‘Grizzly Man’ and the Filmmaker-Subject Relationship

Grizzly Man (2005) is as much about the filmmaker-subject relationship as it is about the subject himself.

The subject is Timothy Treadwell, a bear enthusiast who spent 13 summers living among them and recording more than 100 hours of video with them and himself. Treadwell and his then-girlfriend Amie Huguenard met their untimely deaths when they were attacked by a bear in Alaska.

The footage Treadwell left behind becomes part of the foundation for telling his story in this documentary. It shows him as enthusiastic about the bears and about interacting with them. Treadwell brings a boundless energy to his excited commentary about the bears, their relationships, and the other wildlife.

Werner Herzog develops his own relationship with Treadwell during the documentary. On the one hand, he expresses a great admiration for Treadwell’s footage and the depths of humanity that the footage offers. In the voiceover he claims he found “a story of astonishing beauty and depth. I discovered a film of human ecstasies and darkest inner turmoil.” He admires Treadwell’s tenacity and taking shots, in one case repeating a take 50 times. He also admires the way in which some of the shots take on their own life.

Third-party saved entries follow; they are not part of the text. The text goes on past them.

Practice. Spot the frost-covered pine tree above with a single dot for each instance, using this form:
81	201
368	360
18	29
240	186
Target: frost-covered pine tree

Herzog builds Treadwell’s story through interviews with friends, former girlfriends, his parents, and experts. They all note his exuberance, but some of them point out darker sides of his personality as well. Not everyone thinks highly of Treadwell. One of the first interviews with Sam Egli shows him stating, “He got what he was asking for,” for Egli thought the greater tragedy rested with Amie’s death.

But the larger meditation in this piece centers on Treadwell’s ideas about bears and rejection of humanity and on Herzog’s relationship with the subject of man and nature. One juxtaposition is particularly telling here. We see Treadwell over the moon about a pile of freshly dropped bear dung. “It was inside of her,” he exclaims as he touches it. This moment segues into looking at how Treadwell almost ignores the idea of death and its function within nature. Here, Herzog asserts his own view, stating, “He seemed to ignore the fact that in nature there are predators. I believe the common denominator of the universe is not harmony, but chaos, hostility, and murder.” To punctuate his point, the camera shows a close-up of the dead baby fox’s head.

“He seemed to ignore the fact that in nature there are predators. I believe the common denominator of the universe is not harmony, but chaos, hostility, and murder.” — Werner Herzog

In the end of the film, Herzog reveals that he has access to Treadwell’s final tape. Earlier in the film, he listens to the tape with Treadwell’s ex-girlfriend, and he tells her not to listen to it, not to watch it, but instead to destroy it. She agrees with him. In these final sequences, we see Treadwell talking before the camera, filming an extended sequence of a bear, and revealing a third shot of Amie. We see or hear nothing of his final moments, but instead we hear the coroner recounting what he heard and how he interpreted it. Any closer would have been too much.

While Treadwell’s love of bears continues up until the moments of his death, Herzog remains unconvinced of Treadwell’s deeply forged connections with them. Instead, he observes over a shot of a bear’s face, “I see only the overwhelming indifference of nature. To me, there is no such thing as a secret world of the bears. And this blank stare speaks only of the half-bored interest in food.”

“I see only the overwhelming indifference of nature. To me, there is no such thing as a secret world of the bears. And this blank stare speaks only of the half-bored interest in food.” — Werner Herzog

I’ve always maintained that any documentary about nature is as much about humanity as it is about plants, animals, and the “world outside.” Each nature film tells us something about nature just as it does about the humans making the documentary about it. Grizzly Man drives this point home not only through telling Treadwell’s story, but also through Herzog’s complex relationship with his subject.